Più tardi guardavo una donna che si muoveva a scatti, in un abito elegante, seguendo e non seguendo una musica, noi tutti in cerchio come dei primitivi. Perché le persone fanno quello che fanno? Perché siamo tutti in cerchio a vedere questa donna passare dalla danza, a gesti che sembrano raptus senili, a – niente – camminare guardandoci negli occhi? Perché quella donna stava facendo quella cosa e perché noi eravamo lì, a braccia conserte, a fissarla? Ogni tanto una persona, per caso, passava in mezzo al cerchio, ci guardava, sapeva che in quel momento tutti lo guardavamo, guardava la donna, parlava con rabbia, usciva, si perdeva nel centro storico. Per un attimo aveva attraversato lo spettacolo, era diventato spettacolo anche lui. Contaminato.

Guardo la donna e poi guardo il pubblico che è dall'altra parte della piazza. Riconosco alcuni volti. Fingo di guardare la donna canadese che danza ma in realtà inizio a studiare i volti delle persone che la guardano. Qualcuno sorride, qualcuno tiene le braccia incrociate, serissimo. Qualcuno riprende tutto con un cellulare, qualcuno è assorto, qualcuno si sta chiedendo cosa significhino quei gesti, cerca di trovare un senso al fatto che siamo lì, in cerchio, a guardare quella donna. Qualcuno mi sta guardando.

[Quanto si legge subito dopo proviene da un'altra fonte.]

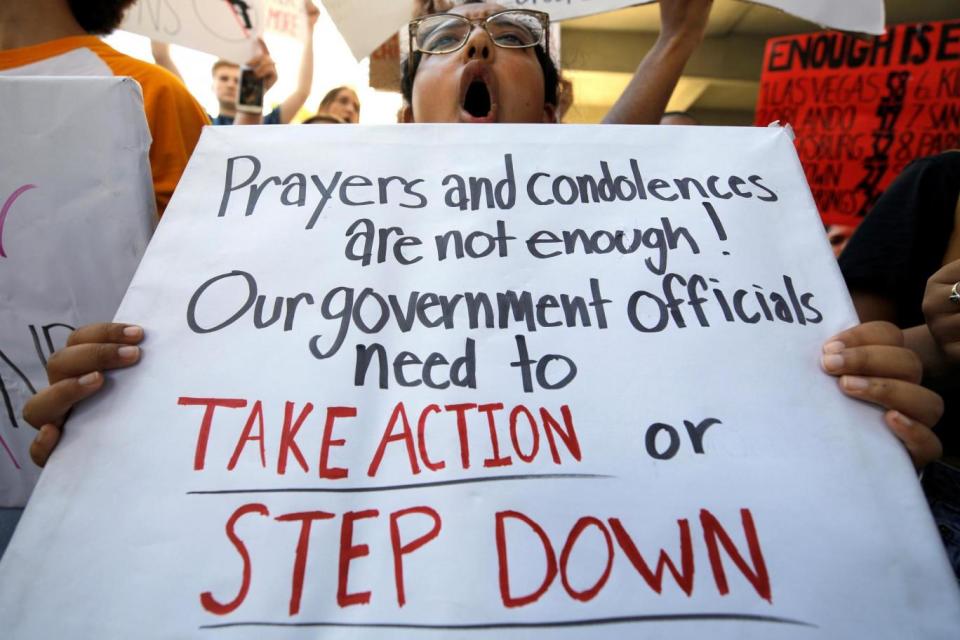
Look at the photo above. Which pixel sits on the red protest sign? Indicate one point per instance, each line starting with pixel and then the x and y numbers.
pixel 863 109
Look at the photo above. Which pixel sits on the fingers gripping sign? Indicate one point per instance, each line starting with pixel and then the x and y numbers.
pixel 941 308
pixel 76 372
pixel 873 365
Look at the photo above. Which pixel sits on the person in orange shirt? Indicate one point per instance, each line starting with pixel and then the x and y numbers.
pixel 58 37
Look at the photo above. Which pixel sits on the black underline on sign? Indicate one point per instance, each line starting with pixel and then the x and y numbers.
pixel 401 487
pixel 486 626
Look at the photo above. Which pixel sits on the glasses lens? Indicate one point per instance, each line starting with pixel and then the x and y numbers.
pixel 442 34
pixel 515 29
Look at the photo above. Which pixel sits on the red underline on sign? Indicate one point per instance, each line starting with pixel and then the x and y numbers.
pixel 401 487
pixel 486 626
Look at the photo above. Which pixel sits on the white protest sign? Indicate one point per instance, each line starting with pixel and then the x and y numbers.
pixel 225 28
pixel 76 212
pixel 865 16
pixel 511 381
pixel 365 26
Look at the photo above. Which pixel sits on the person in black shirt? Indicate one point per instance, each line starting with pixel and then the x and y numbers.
pixel 909 235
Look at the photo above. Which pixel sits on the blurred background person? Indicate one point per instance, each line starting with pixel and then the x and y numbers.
pixel 225 78
pixel 341 103
pixel 322 118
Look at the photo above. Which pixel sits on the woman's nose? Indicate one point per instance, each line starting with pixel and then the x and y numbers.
pixel 479 46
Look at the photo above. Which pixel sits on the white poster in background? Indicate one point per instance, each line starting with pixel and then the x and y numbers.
pixel 76 212
pixel 227 29
pixel 562 384
pixel 365 26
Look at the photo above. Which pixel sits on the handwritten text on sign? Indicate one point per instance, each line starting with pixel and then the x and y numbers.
pixel 863 110
pixel 66 221
pixel 533 384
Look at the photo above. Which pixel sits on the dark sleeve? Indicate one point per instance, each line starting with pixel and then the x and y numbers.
pixel 902 241
pixel 273 117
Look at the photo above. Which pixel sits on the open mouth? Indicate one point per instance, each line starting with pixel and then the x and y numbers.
pixel 477 100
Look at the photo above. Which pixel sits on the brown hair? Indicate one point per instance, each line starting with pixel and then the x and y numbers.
pixel 323 118
pixel 332 95
pixel 99 18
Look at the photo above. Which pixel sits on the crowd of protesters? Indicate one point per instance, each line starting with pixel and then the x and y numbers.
pixel 902 265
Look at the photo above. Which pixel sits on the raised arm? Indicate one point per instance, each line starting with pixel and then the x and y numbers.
pixel 682 25
pixel 293 103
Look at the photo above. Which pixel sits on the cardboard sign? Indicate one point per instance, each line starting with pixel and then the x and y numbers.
pixel 863 110
pixel 286 18
pixel 365 26
pixel 561 379
pixel 227 29
pixel 76 212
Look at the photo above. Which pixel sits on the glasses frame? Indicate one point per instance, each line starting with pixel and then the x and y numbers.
pixel 542 17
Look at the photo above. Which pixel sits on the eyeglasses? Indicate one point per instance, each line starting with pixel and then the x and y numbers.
pixel 448 32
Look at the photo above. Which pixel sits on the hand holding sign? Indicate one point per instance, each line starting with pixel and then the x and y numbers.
pixel 941 308
pixel 76 373
pixel 874 366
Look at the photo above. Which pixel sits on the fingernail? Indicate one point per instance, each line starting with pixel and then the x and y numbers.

Sui social, mentre aspettavo che iniziasse tutto, colava la standardizzazione. Docenti che condividevano gli strafalcioni degli studenti, con la bava alla bocca e le zanne ancora nella carne di questi ragazzini. Altri proseguivano il loro lavoro di terrore contro i migranti, contro le religioni non occidentali, contro i woke. Perché le persone fanno quello che fanno? Cosa resta – poi – di tutto questo sforzo? Le persone si tirano dietro il chiacchiericcio che le loro azioni hanno messo in moto, come cellule crescono, mangiano, si dividono. Anni dopo sento qualcuno parlare di una persona che conosco: di lui resta tutto il male di cui si era circondato. Il suo abbruttimento sistemico, la sua gestione del potere. Non esiste una giustizia, esiste la materia di cui è fatto questo chiacchiericcio. Le cose che abbiano installato – volenti o nolenti – restano in chi poi se le porta dietro come una spina sottocutanea, immersa nel pus alieno della nostra presenza.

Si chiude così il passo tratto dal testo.